A 16-year-old girl’s story of being kidnapped at gunpoint from her family’s driveway was a hoax, Kansas authorities said Thursday.
/ Source: The Associated Press

A 16-year-old girl’s story of being kidnapped at gunpoint from her family’s driveway and then held in a white van for hours was a hoax, authorities said Thursday.

Police and FBI agents said Kelsey Stelting acknowledged Thursday morning that it never happened and said she instead spent the day alone not far from town.

The reported abduction around dawn Tuesday led Kansas officials to issue an Amber Alert, the FBI brought in 30 agents and other personnel to join the search, and officials in Oklahoma were notified to be on the look out for a white van.

Kelsey was missing for about 15 hours before turning up at a stranger’s home in her small southeast Kansas town. She said she had clobbered her assailant and was able to escape.

In reality, officials said, she jogged to an area southwest of Independence, called 911 to report that she had been abducted, and then stayed there alone.

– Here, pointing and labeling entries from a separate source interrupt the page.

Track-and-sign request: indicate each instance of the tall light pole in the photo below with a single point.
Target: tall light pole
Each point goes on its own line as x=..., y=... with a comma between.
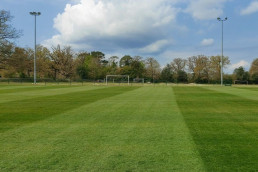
x=221, y=69
x=35, y=14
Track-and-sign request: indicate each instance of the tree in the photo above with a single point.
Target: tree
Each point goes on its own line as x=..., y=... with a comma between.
x=43, y=61
x=215, y=66
x=137, y=67
x=152, y=68
x=7, y=32
x=62, y=62
x=125, y=61
x=241, y=74
x=182, y=76
x=199, y=67
x=167, y=73
x=254, y=71
x=178, y=65
x=80, y=65
x=21, y=62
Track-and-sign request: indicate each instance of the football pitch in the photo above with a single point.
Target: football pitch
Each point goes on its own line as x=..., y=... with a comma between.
x=128, y=128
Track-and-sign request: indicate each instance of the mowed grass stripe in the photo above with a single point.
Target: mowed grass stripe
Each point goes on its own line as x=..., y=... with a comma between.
x=17, y=113
x=39, y=92
x=18, y=89
x=140, y=130
x=224, y=127
x=243, y=93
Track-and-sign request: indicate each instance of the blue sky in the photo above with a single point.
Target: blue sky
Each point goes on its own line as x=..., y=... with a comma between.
x=164, y=29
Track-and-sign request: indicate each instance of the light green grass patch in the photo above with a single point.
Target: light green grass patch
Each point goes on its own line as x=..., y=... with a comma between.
x=138, y=130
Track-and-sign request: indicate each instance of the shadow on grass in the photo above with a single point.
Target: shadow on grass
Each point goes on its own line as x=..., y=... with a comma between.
x=223, y=126
x=18, y=113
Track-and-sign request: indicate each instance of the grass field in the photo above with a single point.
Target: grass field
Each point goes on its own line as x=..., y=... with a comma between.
x=98, y=128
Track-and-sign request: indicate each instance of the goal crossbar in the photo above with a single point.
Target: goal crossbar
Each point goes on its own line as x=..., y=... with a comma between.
x=119, y=76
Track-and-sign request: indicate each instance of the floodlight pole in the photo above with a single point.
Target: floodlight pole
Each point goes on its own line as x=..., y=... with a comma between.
x=35, y=14
x=221, y=68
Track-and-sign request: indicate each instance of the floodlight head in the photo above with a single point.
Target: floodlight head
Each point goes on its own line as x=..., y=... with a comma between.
x=35, y=13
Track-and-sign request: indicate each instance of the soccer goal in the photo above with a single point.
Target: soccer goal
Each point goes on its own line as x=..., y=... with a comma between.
x=241, y=82
x=118, y=79
x=138, y=80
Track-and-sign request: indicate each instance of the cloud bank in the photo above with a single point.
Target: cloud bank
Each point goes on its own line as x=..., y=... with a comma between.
x=122, y=24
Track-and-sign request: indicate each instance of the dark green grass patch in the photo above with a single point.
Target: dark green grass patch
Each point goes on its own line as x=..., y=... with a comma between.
x=18, y=89
x=248, y=88
x=139, y=130
x=224, y=128
x=18, y=113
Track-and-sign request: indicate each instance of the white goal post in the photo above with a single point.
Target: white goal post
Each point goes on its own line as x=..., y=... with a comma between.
x=118, y=76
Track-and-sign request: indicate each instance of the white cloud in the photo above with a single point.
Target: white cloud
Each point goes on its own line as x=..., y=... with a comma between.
x=242, y=63
x=114, y=23
x=252, y=8
x=207, y=42
x=154, y=47
x=205, y=9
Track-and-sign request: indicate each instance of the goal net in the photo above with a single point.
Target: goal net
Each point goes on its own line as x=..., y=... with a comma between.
x=138, y=80
x=240, y=82
x=117, y=79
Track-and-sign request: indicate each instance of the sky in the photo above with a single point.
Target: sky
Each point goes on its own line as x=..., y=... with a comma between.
x=163, y=29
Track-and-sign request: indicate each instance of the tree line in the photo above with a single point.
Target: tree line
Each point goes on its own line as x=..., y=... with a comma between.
x=63, y=63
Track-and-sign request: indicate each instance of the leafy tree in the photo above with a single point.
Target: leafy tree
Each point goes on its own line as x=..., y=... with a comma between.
x=21, y=62
x=241, y=74
x=7, y=32
x=62, y=62
x=167, y=73
x=254, y=71
x=81, y=67
x=137, y=67
x=125, y=61
x=152, y=68
x=43, y=61
x=215, y=66
x=199, y=67
x=178, y=65
x=182, y=76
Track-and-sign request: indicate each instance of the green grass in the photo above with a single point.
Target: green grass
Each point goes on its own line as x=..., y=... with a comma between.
x=224, y=127
x=161, y=128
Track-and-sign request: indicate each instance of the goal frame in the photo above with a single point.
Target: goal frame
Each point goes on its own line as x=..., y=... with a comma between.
x=120, y=76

“She said that all of the original statements she made regarding the abduction were false and that she acted alone,” the law enforcement agencies said in a written statement.

Motivation a mystery
Kelsey could be charged with filing a false police report, a misdemeanor, Police Chief Lee Bynum said. He said police will turn over reports to the county’s juvenile prosecutor to decide. FBI agent Jeff Lanza said he didn’t foresee any federal charges. Authorities would not say Thursday what motivated the girl to report a fake abduction.

“That’s between her and her family,” Bynum said. He said answering such questions might require him to reveal medical information that he’s not qualified to discuss.

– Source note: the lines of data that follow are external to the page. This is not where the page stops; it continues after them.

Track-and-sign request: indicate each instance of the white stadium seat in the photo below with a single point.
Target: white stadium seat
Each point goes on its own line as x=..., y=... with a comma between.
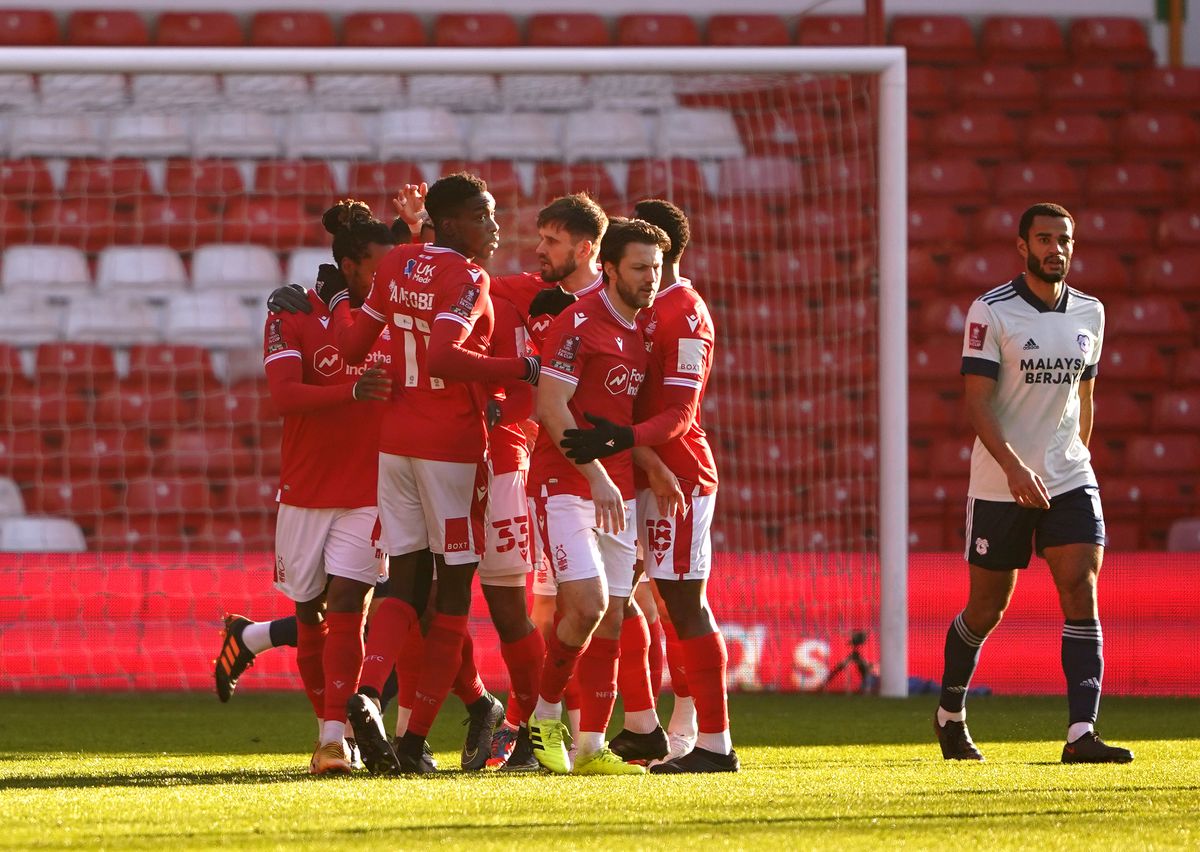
x=214, y=319
x=46, y=270
x=234, y=135
x=41, y=535
x=237, y=268
x=147, y=273
x=112, y=319
x=273, y=93
x=699, y=133
x=606, y=136
x=91, y=91
x=187, y=91
x=358, y=91
x=55, y=136
x=29, y=319
x=420, y=135
x=516, y=136
x=329, y=136
x=149, y=136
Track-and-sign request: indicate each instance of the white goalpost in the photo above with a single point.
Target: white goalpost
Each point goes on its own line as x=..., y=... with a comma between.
x=790, y=161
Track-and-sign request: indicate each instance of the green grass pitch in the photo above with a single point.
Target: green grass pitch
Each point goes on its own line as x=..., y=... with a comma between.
x=177, y=772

The family did not immediately return calls seeking comment.

Police on Wednesday released the tape and transcript of Kelsey’s 911 call. She told the dispatcher that a man with a gun had approached her in the driveway of her home about 6:30 a.m., forced her to run several blocks as he followed, then forced her into a white van outside a lumber yard.

No signs of trouble at home
Friends and acquaintances described Kelsey as bright, a good student who is involved in softball, cheerleading, dance squad and student government. They said they didn’t see signs of trouble at home or school or anything to cause them to doubt that she’d been abducted.

“Every single one of us will tell you that Kelsey’s a very forthright young woman,” Stelting’s mother, Kelly Cox, said Wednesday. “If you listen to that 911 call, and I think if you’re a mom or a dad, I think you hear in her voice the trauma, that she is afraid.”

Lanza said didn’t believe the incident would hurt the integrity of the Amber Alert system.

But in Independence, which has about 9,400 residents, neighbor Richard Basham said the girl had embarrassed the town.

“It destroys the trust in a small community. It just deteriorates a small town’s integrity,” Basham said.